One false guidance for dealing with tragedy is apocalyptic thinking. Tragedy experienced or feared prompted Jewish and Christian apocalyptic visions. Should we ask Time and Space to build a bomb shelter under Seekers and stock up with years supply of freeze dried food? These stories keep coming around, despite the long history of never showing up as scheduled but tragedies and fears of tragedies do keep coming around, but without the Rapture.

The core apocalyptic story line goes like this. People do bad things to each other and don’t worship God the way they should. God gets mad at them and punishes them with tragedies. God relents and forgives the people because a faithful few kept the faith and God rewards them on Earth and or in Heaven. The story is that things are going terribly and there is no end in sight. The people who are doing the bad things should be punished, violently punished, painfully punished, while the faithful should be rescued and rewarded. Since the faithful are to weak to do the punishing it is up to God, and/or the agents of God like King Cyrus, to make things right.

As far as I can see, the only good news in apocalyptic stories is that the faithful should keep on being faithful and doing what they can do even in terrible circumstances. A current popular version of apocalyptic stories is that a super hero like Wonder Woman or the Black Panther saves the world from evil and the rest of us who are cheering them on will thrive.

Hosea did not offer apocalypticism. Jeremiah did not offer apocalypticism. Jesus did not offer apocalypticism.

In the time of Jesus, Rome’s exploitation of Judah and Israel was getting worse. The Jewish kings and priests were colluding with Rome and letting things get worse. In addition to personal corruption, the priests were given the big temple in Jerusalem that allowed them to feel like they owned Judaism. Jesus saw it for what it was and challenged it with stories like the story of a Samaritan who helped a Jew, a story that included the guidance of the Shemah. After the death of Jesus, the destruction of the Temple, and the genocide of Jewish and Christian leaders, Luke, and other authors of Christian scripture, gave in to apocalypticism. Paul was focused on the Christ of his vision on the Damascus road and had little or nothing to say about Jesus.

In the times of Luke, things were getting worse. Enmity was breaking out between between synagogue Jews and Gentile Christians even though they had cooperated somewhat for decades. Jews were given a pass by Roman Caesars while some Christians were sawed in half and fed to lions. In Rome, Christians were reduced to secret meetings in the catacombs.
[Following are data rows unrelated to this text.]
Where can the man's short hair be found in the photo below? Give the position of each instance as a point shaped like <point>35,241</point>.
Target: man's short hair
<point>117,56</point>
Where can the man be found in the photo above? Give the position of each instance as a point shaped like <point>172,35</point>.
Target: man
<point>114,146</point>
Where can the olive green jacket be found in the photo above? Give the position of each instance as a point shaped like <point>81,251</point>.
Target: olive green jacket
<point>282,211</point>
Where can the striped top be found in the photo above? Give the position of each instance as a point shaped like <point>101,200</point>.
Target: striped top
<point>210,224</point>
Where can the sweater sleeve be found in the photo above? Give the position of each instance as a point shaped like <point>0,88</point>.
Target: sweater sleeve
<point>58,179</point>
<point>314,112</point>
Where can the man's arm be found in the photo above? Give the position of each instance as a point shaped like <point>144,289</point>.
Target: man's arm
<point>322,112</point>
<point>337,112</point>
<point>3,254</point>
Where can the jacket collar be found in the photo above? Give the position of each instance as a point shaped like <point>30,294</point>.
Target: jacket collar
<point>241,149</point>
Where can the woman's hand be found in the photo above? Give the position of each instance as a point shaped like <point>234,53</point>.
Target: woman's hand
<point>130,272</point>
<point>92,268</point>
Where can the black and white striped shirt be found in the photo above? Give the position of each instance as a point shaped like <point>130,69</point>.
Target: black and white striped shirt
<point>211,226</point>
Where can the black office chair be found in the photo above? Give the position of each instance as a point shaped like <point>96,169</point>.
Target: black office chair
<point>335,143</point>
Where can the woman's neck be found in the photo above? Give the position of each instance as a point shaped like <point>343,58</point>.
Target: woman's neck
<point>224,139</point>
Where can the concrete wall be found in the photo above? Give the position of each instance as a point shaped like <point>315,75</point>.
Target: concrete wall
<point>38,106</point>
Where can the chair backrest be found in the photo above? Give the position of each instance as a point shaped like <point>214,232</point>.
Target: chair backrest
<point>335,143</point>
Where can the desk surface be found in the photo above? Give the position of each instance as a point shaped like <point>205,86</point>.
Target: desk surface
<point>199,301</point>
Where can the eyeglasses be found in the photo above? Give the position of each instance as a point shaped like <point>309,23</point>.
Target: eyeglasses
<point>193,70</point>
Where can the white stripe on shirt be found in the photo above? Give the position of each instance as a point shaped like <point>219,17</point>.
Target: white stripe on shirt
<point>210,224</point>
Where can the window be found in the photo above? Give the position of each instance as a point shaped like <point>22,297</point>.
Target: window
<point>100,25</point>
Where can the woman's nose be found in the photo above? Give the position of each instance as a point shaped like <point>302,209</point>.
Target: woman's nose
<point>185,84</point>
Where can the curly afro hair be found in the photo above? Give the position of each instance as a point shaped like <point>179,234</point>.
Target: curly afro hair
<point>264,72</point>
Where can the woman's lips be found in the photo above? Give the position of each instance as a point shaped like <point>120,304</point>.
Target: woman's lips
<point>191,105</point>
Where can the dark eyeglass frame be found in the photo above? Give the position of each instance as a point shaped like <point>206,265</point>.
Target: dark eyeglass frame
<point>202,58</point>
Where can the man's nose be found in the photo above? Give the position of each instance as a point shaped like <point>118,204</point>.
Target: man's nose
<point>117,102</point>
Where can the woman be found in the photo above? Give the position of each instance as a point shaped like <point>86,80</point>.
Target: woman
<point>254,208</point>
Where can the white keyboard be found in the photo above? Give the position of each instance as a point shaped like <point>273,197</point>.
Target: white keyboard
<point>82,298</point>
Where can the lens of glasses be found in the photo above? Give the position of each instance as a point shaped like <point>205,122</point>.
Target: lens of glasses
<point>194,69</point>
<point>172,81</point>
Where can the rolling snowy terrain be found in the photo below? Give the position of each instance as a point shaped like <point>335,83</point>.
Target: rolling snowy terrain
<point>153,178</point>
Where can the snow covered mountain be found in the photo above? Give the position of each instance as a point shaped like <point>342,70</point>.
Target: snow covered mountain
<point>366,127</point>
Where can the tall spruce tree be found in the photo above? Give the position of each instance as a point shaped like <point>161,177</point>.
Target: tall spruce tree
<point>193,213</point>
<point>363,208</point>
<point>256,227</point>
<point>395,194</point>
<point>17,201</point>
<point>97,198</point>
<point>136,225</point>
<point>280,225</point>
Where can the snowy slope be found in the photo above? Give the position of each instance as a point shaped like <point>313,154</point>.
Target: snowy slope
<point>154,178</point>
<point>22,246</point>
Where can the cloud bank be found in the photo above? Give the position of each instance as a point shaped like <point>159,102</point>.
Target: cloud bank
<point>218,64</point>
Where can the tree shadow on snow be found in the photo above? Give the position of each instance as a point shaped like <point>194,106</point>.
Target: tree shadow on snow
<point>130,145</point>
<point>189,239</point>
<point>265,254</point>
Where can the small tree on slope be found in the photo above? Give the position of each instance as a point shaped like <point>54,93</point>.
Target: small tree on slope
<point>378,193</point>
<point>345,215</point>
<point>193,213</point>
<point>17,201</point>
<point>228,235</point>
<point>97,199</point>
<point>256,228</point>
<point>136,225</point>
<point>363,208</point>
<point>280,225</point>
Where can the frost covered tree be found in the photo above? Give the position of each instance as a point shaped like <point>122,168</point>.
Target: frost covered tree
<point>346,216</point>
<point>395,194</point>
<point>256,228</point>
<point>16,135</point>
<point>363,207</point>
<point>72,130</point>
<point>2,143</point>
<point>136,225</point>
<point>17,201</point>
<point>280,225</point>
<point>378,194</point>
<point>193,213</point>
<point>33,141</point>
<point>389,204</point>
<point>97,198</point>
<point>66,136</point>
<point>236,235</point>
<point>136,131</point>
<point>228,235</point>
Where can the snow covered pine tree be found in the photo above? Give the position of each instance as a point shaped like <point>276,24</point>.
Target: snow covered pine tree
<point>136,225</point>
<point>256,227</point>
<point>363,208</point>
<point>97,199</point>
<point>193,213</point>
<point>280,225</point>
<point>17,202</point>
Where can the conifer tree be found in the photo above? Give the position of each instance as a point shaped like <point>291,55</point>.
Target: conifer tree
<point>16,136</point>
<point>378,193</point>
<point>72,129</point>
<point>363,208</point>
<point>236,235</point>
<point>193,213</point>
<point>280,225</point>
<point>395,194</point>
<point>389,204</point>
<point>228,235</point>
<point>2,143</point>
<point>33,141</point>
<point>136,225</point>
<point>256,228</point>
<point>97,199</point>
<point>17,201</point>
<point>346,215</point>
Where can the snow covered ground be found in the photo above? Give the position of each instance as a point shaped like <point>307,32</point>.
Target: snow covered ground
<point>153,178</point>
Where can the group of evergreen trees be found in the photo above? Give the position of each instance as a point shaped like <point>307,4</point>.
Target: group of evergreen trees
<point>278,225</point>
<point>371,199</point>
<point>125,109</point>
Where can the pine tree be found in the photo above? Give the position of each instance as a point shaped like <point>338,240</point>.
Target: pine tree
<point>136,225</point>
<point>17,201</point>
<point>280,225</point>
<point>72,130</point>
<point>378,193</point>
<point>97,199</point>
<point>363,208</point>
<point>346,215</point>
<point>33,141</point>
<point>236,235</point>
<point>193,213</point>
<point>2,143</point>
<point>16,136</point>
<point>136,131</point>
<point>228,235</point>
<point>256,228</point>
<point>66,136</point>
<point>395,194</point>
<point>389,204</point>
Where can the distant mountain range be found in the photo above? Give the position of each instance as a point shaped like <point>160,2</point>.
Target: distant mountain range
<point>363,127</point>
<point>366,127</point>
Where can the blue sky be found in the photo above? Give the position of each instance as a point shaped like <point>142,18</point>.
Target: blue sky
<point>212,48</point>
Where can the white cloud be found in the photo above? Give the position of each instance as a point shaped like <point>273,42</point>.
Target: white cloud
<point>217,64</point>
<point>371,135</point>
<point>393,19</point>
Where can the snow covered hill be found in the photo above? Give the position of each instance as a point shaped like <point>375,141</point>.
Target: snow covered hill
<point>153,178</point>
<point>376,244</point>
Christian Testament apocalypticism shows up not only in Revelation but also in the gospels. In Luke, instead of lifting up the good work of the close followers of Jesus, we get twelve apostles whose job was to be judging the twelve tribes of Israel in the end days, while Jesus would judge the Gentiles.
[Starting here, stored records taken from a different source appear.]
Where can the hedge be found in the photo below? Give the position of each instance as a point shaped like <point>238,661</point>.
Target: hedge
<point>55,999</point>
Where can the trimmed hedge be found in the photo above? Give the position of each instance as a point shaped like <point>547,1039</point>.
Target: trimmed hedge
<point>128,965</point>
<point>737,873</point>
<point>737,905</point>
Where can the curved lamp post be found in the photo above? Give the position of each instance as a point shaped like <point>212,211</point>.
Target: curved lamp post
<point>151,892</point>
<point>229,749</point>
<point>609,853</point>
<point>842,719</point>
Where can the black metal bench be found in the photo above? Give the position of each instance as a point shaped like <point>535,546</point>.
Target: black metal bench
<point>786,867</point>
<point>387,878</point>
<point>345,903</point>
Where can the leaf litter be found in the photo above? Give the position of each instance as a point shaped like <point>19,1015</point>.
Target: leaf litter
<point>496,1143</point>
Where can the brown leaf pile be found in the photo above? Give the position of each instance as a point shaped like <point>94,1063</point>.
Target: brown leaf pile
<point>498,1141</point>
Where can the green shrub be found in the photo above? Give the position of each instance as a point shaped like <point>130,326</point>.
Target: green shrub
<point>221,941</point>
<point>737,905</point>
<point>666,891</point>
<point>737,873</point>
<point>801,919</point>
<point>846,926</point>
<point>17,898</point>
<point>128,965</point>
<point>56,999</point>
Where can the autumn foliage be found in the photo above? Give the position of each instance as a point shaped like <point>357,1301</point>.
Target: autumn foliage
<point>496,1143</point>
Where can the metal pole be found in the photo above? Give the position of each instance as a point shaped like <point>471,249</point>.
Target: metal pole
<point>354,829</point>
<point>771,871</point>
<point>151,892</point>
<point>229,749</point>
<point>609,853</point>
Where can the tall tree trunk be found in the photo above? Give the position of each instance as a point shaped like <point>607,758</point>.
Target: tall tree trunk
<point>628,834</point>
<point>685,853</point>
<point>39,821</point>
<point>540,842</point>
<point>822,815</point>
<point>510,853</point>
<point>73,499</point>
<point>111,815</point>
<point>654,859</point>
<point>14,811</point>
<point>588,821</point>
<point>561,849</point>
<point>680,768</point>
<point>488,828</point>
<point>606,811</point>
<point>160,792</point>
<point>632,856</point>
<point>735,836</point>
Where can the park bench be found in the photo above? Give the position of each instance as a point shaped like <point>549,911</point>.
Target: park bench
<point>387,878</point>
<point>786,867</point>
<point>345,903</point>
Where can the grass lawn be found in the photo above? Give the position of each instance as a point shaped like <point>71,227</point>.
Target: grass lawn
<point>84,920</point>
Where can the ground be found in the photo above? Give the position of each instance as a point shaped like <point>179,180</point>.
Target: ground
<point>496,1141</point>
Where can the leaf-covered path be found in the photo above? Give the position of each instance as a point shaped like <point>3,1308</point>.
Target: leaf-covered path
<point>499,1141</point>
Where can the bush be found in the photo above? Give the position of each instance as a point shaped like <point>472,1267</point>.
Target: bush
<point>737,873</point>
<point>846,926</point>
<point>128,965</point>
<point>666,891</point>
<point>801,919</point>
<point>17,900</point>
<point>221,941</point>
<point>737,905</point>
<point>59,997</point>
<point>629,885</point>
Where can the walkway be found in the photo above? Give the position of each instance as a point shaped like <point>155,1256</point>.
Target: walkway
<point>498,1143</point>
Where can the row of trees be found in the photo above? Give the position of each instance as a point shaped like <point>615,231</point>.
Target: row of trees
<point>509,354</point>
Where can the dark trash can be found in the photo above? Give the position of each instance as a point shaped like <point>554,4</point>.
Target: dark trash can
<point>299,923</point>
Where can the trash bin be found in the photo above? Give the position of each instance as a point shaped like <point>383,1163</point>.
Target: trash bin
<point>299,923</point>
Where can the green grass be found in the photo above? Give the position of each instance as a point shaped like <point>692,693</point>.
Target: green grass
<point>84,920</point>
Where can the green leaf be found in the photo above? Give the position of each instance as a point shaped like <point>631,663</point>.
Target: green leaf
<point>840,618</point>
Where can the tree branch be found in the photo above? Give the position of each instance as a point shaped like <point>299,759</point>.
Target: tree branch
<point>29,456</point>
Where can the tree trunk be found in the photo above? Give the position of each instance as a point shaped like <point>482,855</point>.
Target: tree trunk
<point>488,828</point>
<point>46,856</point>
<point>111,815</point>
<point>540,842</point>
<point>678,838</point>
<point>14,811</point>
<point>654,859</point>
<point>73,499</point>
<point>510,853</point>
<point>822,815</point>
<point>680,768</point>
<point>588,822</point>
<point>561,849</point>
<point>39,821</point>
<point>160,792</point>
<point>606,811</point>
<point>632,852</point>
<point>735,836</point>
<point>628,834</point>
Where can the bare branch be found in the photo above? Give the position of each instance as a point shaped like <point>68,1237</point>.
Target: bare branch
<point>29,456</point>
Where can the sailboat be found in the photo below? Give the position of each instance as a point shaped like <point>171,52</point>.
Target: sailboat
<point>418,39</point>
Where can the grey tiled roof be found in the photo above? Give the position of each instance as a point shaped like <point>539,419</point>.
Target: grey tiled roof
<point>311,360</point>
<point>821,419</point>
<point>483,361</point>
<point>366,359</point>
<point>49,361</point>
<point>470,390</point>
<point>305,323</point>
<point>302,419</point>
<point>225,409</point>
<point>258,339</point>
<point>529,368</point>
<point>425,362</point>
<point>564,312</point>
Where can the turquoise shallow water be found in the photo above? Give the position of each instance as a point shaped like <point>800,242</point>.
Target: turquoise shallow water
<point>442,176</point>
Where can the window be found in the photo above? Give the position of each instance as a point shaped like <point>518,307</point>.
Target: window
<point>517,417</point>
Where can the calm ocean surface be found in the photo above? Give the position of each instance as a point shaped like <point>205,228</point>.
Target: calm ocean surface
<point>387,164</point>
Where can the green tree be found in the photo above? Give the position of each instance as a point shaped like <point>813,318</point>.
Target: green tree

When the apocalypse didn’t happen on time, Christian leaders began redirecting the time of salvation from soon to come end days to a vague some time. Salvation after death in Heaven for those who remain faithful, while enemies burn forever in Hell, moves apocalypticism out of human time to imagined heavenly time.

I’m angry about injustice and I fear some paths to cataclysmic tragedies. Despite my angers and fears, I am sticking with the guidance of Hosea, Jeremiah, and Jesus. I’m going to keep loving God with all of myself. I’m going to keep on caring about my neighbors, including you my closest neighbors. I’m going to keep on following my callings as I am able and I hope to remain thankful for the good gifts I have been given even though the tragedy of my death is certain and the tragedies that are possible for my children and grandchildren are frightening.

Jesus grew up and lived in Galilee, the ancestral home of the Northern tribes of Naphtali and Zebulon. He inherited the stories and guidance of Hosea and Jeremiah and had the courage to do his part in Jerusalem.